Occasionally I stumble upon a recipe that I just know will be a home run with my husband. This is one of those recipes. What's not to like? It's the definitive summer meal - grilled steak alongside a salad filled with fresh summer produce, including grilled sweet corn. I believe the reaction you're having is something along the lines of 'Yum.'

The steak is really a no-brainer, brushed with a simple garlic marinade. The veggies don't need a lot of help if you get good ones. The bell pepper and corn came from my CSA bag, the cucumber from the farmers market, and the tomato from a friend's garden. It doesn't get any better than that.

Except to throw in the usual mention that yes, it's healthy!

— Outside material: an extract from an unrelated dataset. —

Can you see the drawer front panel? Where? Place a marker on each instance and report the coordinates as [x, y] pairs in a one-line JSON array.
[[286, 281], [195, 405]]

Grilled Steak with Fresh Corn Salad
adapted from Eating Well magazine
serves 2


1 teaspoon minced garlic
2 teaspoons extra virgin olive oil
2 small New York strip (or similar) steaks, trimmed
2 ears corn, husked
1 medium tomato, chopped
1 small red bell pepper, diced
1/2 large cucumber, peeled, seeded and chopped
1 tablespoon red wine vinegar


1. Preheat grill or grill-pan to high.

2. Combine garlic, 1 teaspoon oil and a pinch of salt in a small bowl. Brush the mixture on both sides of the steaks. Place steaks and corn on the grill. Grill steaks 3 to 4 minutes per side for medium (or to desired doneness). Let them rest while the corn finishes cooking. Grill the corn, turning to cook all sides, until some kernels are slightly charred, about 6 minutes total. Let stand until cool enough to handle.

3. Remove corn kernels from the cobs using a sharp knife. Combine with tomato, bell pepper, and cucumber in a medium bowl. Stir in vinegar, remaining teaspoon of oil, and a pinch of salt. Slice steaks and serve with the salad.